Fortunately, the patient was able to be successfully treated, and the LV systolic function recovered after standard therapy using angiotensin-converting enzyme inhibitors and beta blockers, which is recommended by the guidelines (15,16).

In summary, the cause of cardiac dysfunction and heart failure in this case was considered to be CTRCD associated with bevacizumab along with epirubicin that showed a response to cardioprotective therapy. Importantly, the present case was complicated by intracardiac thrombi at the time of worsening heart failure. A case of epirubicin-associated heart failure with LV apical thrombus has been reported (17), and combination treatment of bevacizumab and anti-cancer agents is known to be associated with an increased risk of arterial thromboembolism, although the underlying mechanism remains unclear (5). Some researchers have suggested that bevacizumab might reduce the anti-inflammatory effects of VEGF exposure, leading to increased inflammation and thrombus formation (18).

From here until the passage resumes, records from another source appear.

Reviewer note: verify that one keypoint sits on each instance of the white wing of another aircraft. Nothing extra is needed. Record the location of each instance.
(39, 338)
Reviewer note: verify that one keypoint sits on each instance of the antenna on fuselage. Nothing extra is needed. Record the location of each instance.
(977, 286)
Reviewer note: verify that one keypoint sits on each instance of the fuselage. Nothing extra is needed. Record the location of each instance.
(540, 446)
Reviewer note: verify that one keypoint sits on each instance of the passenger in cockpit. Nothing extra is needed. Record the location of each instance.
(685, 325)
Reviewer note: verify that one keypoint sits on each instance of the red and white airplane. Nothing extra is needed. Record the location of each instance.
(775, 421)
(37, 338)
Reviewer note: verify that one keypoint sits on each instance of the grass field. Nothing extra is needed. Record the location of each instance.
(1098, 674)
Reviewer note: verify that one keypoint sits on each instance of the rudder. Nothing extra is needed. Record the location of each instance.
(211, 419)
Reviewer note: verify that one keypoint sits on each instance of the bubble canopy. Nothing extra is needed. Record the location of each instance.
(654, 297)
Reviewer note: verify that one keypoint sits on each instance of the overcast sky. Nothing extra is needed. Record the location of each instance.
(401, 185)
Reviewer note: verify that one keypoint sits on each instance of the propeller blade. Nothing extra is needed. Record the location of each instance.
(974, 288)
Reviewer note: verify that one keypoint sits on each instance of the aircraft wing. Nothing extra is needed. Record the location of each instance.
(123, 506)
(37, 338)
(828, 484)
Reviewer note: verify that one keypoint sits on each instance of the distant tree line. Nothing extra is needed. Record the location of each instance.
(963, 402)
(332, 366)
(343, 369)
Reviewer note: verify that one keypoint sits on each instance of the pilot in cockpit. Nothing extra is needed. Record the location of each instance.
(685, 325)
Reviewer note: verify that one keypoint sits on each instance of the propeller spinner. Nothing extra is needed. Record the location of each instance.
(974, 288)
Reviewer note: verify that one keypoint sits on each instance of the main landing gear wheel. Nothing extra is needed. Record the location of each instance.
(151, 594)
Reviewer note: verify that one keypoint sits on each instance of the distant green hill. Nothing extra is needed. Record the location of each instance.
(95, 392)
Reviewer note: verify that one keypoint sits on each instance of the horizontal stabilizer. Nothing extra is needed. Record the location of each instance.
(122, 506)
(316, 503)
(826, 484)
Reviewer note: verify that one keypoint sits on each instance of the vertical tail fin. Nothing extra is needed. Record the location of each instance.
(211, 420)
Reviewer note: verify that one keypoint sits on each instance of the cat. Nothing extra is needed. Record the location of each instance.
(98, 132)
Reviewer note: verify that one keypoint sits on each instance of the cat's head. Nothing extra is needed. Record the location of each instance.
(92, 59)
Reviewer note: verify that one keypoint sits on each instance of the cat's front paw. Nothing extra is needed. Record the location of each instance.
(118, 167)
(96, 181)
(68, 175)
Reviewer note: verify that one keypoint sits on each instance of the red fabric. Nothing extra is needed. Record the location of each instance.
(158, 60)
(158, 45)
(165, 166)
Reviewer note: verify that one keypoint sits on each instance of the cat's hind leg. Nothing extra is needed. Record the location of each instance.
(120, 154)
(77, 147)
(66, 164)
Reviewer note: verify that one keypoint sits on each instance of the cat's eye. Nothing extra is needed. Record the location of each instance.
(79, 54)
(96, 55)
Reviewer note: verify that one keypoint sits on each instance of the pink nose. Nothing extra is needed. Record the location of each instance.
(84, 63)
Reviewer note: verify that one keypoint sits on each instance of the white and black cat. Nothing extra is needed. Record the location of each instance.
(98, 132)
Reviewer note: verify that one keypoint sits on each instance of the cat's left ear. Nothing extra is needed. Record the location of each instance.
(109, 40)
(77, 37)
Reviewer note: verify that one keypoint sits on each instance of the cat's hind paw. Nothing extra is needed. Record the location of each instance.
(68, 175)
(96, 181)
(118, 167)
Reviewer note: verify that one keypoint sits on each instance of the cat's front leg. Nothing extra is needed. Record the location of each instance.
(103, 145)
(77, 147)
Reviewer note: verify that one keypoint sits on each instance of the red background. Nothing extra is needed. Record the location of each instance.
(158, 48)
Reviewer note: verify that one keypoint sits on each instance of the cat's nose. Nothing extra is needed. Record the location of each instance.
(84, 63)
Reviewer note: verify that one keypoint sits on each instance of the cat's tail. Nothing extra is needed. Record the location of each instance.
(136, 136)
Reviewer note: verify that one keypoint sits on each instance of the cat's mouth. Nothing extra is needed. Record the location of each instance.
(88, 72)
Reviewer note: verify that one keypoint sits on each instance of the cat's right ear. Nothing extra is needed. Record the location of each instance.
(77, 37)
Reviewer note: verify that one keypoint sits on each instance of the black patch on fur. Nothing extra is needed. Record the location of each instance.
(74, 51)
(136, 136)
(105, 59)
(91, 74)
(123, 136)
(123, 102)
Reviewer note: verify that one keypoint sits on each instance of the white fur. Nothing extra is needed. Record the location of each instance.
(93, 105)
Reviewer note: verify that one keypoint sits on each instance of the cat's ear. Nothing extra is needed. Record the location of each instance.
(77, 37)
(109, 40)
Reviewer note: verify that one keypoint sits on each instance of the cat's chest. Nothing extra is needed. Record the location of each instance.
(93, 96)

In addition to these agent-specific reasons, the hypercoagulation status during the decompensated heart failure and intracavity blood stasis due to severe LV and left atrial dysfunction may have been associated with thrombus formation, according to Virchow's triad.

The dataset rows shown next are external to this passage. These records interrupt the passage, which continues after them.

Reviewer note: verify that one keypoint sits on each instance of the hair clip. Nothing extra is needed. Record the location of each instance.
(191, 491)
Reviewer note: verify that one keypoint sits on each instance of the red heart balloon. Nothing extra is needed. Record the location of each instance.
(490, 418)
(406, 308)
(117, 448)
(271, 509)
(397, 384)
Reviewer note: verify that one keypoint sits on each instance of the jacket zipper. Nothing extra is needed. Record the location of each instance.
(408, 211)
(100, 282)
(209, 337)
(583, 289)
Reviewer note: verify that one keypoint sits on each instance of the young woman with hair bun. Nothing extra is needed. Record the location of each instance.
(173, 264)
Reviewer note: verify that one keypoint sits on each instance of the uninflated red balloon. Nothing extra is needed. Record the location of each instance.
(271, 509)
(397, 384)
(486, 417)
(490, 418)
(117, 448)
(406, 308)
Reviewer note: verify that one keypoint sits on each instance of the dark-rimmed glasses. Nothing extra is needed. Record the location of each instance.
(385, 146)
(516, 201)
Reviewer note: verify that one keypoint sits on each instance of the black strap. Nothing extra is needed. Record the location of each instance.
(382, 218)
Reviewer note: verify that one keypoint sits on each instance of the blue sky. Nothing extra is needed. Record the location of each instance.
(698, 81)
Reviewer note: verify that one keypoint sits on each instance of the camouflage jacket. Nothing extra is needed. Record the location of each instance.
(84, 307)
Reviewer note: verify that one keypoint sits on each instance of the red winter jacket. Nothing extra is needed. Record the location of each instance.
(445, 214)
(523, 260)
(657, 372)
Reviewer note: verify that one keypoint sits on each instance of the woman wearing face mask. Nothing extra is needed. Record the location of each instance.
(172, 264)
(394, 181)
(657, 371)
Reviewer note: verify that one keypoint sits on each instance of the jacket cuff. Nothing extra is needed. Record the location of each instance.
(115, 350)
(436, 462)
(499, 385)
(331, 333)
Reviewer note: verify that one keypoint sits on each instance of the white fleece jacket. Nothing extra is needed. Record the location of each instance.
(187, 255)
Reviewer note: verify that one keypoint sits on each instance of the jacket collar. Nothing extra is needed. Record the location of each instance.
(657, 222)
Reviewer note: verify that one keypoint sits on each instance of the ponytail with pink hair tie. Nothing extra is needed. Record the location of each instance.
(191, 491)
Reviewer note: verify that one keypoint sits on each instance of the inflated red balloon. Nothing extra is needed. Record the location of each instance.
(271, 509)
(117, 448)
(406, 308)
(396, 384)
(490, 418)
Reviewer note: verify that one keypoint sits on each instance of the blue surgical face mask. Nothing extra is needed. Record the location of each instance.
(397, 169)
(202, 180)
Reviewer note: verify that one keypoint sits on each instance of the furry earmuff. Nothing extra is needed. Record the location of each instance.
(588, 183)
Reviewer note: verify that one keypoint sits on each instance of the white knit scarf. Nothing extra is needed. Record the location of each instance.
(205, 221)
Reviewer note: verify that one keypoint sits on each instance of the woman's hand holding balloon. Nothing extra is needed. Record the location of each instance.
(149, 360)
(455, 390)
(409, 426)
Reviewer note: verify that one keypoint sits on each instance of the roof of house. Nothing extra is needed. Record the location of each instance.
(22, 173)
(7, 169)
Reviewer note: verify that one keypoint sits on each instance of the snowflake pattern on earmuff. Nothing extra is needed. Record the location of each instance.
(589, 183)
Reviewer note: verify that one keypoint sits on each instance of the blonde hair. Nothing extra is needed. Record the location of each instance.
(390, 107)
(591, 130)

To our knowledge, this is the first report of reversible CTRCD associated with bevacizumab and epirubicin showing both left atrial and LV thrombus in a breast cancer patient. In addition, it is noteworthy that the thrombi were able to be managed using anticoagulation therapy, and the medication was ultimately able to be discontinued without any thromboembolic events owing to the recovered cardiac function, which aided in the management of her breast cancer. This was an educational case suggesting the importance of cardiology intervention in oncology and collaboration between cardiologists and oncologists.

Conclusion

We experienced a case of reversible CTRCD associated with bevacizumab along with epirubicin showing intracardiac thrombi in a breast cancer patient. This case emphasizes the importance of tailored medical planning according to the individual status in patients receiving anti-cancer therapies.

The authors state that they have no Conflict of Interest (COI).